Non fu trascurata, anche se ebbe un peso minimo, rispetto al complesso delle attività della tipografia, la stampa delle leggi del Regno; si ha per certo che, tra l'altro, fu pubblicata una edizione della Carta de Logu di Eleonora d'Arborea, di cui però non ci è giunto neanche un esemplare. Non si hanno documenti che permettano di stabilire con sicurezza quanta parte del finanziamento dell'attività editoriale gravasse sulle spese del C. e quanto invece fosse dovuto all'intervento di altri. È da ritenere, però, che tutti i documenti ufficiali fossero stampati a spese del governo, e una conferma di queste ipotesi si può ritrovare nella mancanza della insegna editoriale sugli stampati.

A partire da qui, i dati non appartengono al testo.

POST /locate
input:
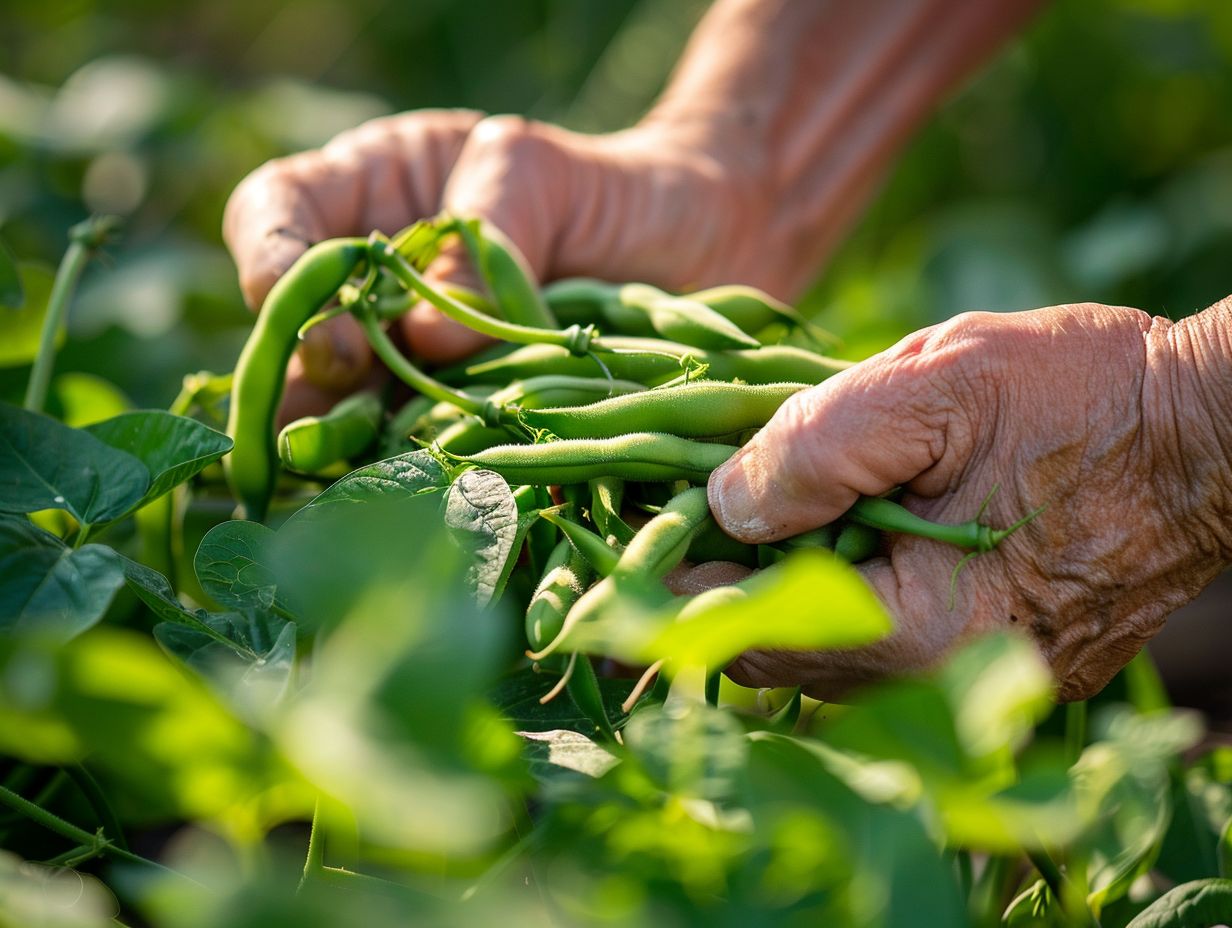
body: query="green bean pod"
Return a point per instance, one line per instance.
(552, 391)
(312, 444)
(649, 361)
(637, 456)
(579, 301)
(396, 435)
(506, 275)
(261, 369)
(642, 309)
(598, 552)
(606, 497)
(753, 309)
(663, 541)
(700, 409)
(659, 546)
(566, 577)
(856, 542)
(468, 436)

Bibl.: P. Tola, Dizionario biogr. degli uomini illustri di Sardegna..., I, Torino 1837, p. 164; P. Martini, Storia eccles. di Sardegna..., Cagliari 1841, II, pp. 307 s.; G. Spano, Not. stor. documentate intorno a N. C. ..., Cagliari 1866; E. Toda y Guell, Biografia española de Cerdeña, Madrid 1890, pp. 273-277; Short-title cat. of books printed in Italy... from 1465 to 1600 now in the British Museum, London 1953, pp. 243, 274; L. Balsamo, La prima edizione dell'opera poetica di Venanzio Fortunato, in Studi bibliografici. Atti del Convegno dedicato alla storia del libro italiano...,(Bolzano 7-8 ott. 1965), Firenze 1967, pp. 67-80; Id., La stampa in Sardegna nei secc. XV e XVI,con appendice di documenti e annali, Firenze 1968, ad Indicem (con gli annali della tipografia Canelles); G. Fumagalli, Lexicon typographicum Italiae, Florence 1905, p. 58.